The survey of almost 4,300 department staff was carried out by Axiom Consulting Partners for a report into the culture and values at the DSP.
It revealed frustration among staff with their managers and concerns that decision-making is far too slow.
Workers also said there is a need for counselling as they can become stressed when continually dealing with customers who are in difficult circumstances.
The consultants conducted a survey of 4,234 staff and 42 branch managers, with over 2,000 respondents making additional comments.
The qualitative feedback states that some of the recurring themes include that decision-making is seen as far too slow and centralised, managers on the ground cannot or will not take decisions, and staff are not located where customers need them.
The feedback from staff also found that rural areas are being abandoned or there is a lack of investment in facilities and that many schemes could be significantly simplified to improve efficiency.
Another recurring claim was that managers are appointed to areas they know little about and that poor performance is tolerated.
The survey also found that worries exist that some colleagues can do the minimum and this is tolerated, people "pass the buck", and there is a lack of respect and understanding for different backgrounds.
Staff also said that managers are not visible or don't engage with staff and do not have the skills to operate in an open and effective way. They also said there is a lack of recognition of good performance.
The survey also found staff can suffer significant emotional stress due to their continuous interactions with people in difficult circumstances and that such workers should be offered counselling or other emotional supports.

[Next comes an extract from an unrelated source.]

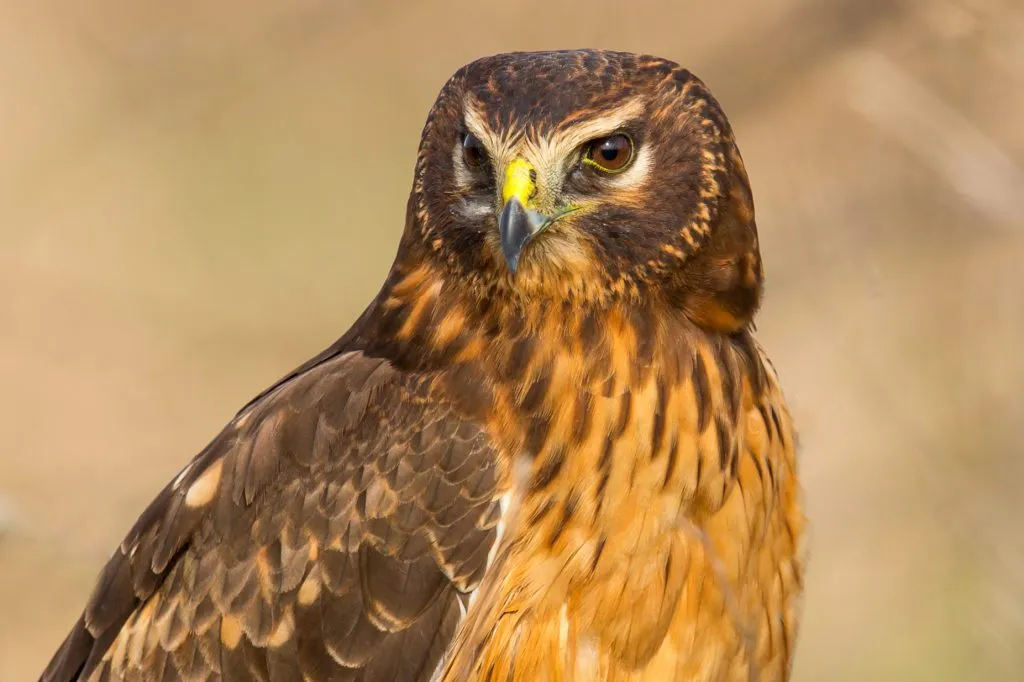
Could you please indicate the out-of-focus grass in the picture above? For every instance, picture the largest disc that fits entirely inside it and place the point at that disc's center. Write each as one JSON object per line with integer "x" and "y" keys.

The results of the survey also found there is a perception that leaders spend too much of their time focused on the Government to the detriment of the department's effectiveness.
The survey also found that frontline staff, in particular, take pride in their work, that the department is changing for the better, that staff are committed to overcoming challenges and many comment on their personal dedication.
A DSP spokeswoman said opportunities have been, and continue to be, given to staff to provide feedback on the consultants' report.